Top 5 Exercises To Fix Back Posture
Back posture exercises range from very simple stretching to extensive workouts. Focus on exercises that can strengthen your core. Here are some exercises that can help improve your posture:
Single Leg Extension
This exercise trains your core muscles to work together to stabilize your pelvis. Lie on your back with knees bent, feet flat on the floor, and hands behind your head. Slowly pull one knee into your chest while keeping your abdominal muscles pulled in, and your lower back flat on the floor. Switch legs. Don’t forget to breathe evenly while doing the exercise. Do this exercise daily until you notice improvement in your posture.

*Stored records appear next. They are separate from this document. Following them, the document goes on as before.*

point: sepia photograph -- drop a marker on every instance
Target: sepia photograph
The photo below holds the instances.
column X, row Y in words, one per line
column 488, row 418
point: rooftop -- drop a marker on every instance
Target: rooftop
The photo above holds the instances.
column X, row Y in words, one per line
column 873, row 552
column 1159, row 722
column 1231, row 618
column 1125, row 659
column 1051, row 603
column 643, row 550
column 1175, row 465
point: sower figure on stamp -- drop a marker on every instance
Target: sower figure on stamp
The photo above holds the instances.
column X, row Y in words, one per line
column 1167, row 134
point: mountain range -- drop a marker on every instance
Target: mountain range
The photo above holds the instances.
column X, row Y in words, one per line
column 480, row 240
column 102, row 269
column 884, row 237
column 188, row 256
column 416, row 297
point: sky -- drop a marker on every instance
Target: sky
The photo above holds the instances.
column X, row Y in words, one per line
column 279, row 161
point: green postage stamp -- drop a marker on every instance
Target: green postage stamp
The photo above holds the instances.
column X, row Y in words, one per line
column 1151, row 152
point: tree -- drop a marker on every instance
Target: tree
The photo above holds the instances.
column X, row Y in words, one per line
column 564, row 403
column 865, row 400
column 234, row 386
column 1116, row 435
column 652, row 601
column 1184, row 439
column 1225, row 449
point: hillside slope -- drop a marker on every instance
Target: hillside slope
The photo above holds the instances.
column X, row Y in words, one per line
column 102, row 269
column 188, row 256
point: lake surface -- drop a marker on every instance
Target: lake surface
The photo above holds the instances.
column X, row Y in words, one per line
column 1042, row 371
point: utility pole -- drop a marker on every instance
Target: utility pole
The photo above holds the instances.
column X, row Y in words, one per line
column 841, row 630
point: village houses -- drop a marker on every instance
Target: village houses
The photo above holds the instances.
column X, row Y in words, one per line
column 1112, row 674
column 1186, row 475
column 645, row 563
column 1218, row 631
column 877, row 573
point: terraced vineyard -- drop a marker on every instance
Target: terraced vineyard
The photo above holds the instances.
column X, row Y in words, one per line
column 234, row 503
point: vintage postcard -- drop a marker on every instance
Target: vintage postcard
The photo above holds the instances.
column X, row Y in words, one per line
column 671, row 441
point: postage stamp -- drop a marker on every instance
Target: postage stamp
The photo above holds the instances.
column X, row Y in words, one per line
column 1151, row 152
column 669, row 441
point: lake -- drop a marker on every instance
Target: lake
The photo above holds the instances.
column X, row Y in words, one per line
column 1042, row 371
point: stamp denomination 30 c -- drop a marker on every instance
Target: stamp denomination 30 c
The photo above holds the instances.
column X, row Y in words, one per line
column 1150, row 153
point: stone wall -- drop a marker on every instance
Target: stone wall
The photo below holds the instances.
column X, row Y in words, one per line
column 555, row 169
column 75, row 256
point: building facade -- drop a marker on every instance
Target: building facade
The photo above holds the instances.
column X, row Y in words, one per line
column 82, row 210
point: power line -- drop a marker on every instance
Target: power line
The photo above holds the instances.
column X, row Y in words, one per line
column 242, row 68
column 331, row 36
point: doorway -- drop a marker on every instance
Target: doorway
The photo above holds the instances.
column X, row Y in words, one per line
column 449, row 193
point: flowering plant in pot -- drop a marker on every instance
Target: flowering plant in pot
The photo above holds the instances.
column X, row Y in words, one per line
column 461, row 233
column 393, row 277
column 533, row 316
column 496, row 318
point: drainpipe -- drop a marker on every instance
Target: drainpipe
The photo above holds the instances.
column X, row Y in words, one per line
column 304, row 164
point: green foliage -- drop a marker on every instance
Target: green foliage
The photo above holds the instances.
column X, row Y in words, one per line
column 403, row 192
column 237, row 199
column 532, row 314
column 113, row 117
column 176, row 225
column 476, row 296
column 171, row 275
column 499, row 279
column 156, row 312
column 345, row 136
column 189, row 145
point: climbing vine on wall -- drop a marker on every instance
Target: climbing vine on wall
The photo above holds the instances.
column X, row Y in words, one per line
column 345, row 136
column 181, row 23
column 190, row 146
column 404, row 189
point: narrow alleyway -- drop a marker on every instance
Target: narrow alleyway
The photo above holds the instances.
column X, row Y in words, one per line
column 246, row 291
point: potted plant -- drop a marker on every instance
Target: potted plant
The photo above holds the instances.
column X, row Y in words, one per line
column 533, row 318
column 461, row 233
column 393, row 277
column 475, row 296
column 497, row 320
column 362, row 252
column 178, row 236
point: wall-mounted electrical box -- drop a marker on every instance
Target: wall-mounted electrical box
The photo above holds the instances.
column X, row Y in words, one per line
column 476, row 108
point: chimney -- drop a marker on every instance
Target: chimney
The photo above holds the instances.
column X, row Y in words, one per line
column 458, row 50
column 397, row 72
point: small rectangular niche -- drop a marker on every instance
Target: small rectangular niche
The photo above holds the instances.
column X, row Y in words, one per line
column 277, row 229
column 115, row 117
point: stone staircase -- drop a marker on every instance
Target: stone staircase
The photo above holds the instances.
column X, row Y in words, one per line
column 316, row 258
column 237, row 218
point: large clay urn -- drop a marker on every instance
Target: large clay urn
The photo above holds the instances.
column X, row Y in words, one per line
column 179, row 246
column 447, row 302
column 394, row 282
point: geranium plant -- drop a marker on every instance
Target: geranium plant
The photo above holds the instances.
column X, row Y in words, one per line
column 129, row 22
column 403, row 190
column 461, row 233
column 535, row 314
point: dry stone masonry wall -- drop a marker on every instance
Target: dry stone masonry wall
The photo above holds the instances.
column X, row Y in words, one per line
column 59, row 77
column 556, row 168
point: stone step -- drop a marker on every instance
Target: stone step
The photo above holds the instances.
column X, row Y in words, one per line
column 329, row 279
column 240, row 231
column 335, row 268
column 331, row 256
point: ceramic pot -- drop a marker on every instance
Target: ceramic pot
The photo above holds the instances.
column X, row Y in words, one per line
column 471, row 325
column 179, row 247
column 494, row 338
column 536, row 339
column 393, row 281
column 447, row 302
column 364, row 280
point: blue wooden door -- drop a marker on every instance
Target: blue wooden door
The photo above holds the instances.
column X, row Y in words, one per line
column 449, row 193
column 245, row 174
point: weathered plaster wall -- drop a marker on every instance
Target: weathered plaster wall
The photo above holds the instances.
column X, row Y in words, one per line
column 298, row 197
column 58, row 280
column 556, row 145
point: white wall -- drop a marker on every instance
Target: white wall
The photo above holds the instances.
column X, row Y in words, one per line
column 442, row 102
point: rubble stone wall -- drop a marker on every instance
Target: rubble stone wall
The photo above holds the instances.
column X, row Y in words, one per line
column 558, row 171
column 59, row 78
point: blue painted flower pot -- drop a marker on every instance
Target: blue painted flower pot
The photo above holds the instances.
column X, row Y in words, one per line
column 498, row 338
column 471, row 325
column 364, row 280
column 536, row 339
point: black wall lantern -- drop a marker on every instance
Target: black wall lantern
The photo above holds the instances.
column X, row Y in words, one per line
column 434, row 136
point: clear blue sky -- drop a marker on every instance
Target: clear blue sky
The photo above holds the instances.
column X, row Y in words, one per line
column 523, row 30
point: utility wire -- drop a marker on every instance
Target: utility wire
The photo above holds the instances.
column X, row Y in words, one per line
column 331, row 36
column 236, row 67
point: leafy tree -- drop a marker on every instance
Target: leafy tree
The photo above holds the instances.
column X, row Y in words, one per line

This exercise can strengthen the erector spine, and is a commonly used yoga technique. Lie on your stomach and make sure your palms are flat on the floor beside your ribs. Exhale and pull the muscles in your abdominal area toward your spine (in and up motion). Stretch and slowly raise your head and chest of the floor using your back muscle. Do not use the strength of your arms to push yourself up. Repeat three to five times daily, and remember to breathe evenly.
Standing Wall Angel
Stand next to a wall, and raise your arms up the wall while keeping your core tight and ribcage down. Extend your arms overhead; do this while still touching the wall. Remember not to arch your back. If done correctly, the middle of your back and your abs contract to stabilize your spine. This exercise targets the muscles between your shoulder blades and help improve the shoulder range of motion and upper body posture. It is best to integrate this exercise in your daily routine for about three sets in 12 reps.
This exercise helps strengthen the back and can improve posture. Lay your belly on the exercise ball and spread your legs wide with your toes on the floor to maintain stability. Bring your arms in front of the ball, make fists, and point your thumbs out to the sides. Inhale properly. Raise your upper torso as much as you can and lift the arms out wide while exhaling. Inhale again while slowly lowering your torso back to the starting position. Complete three set of 12 to 15 repetitions every day. Make sure to breathe evenly.
Prone Thumb Raise
This exercise encourages a more upright standing or sitting position. Lie on your stomach on the floor with arms straight and in “Y” position. Rotate your arms upwards, and point your thumbs to the ceiling.
Pull your shoulders back and down before lifting your straight arms off the ground. Move your arms up and down 15 times. Always pull your shoulders down prior to raising the arms. Repeat this exercise daily until your posture improves.
It is important to note that the above-mentioned exercises should be done with caution. Do not over exert yourself, especially if you have ongoing back or muscles pains as overdoing any physical exercise can pose more danger.
Arthritis, scoliosis, and congenital spinal conditions cause back pain. Thus, it requires diagnosis by a physician. It is advised that you consult a doctor if you experience pain while stretching or exercising.
At this day and age, people continue to get engrossed with modern technology. You see workers slouching at their work areas for eight hours. We come across commuters looking over their phones while walking or while riding the train. Sometimes people forget to look up and stand tall, and it reflects on how they project themselves to others.
Fixing your back posture is more than just trying to look good— it is a change of lifestyle. Your posture reflects your emotional state and vice-versa. Who you want to be and how you want to feel can be partly attributed to your posture. If you want to be perceived as someone who is active and someone who takes the initiative, kick the bad habit of slouching and start standing tall and proud.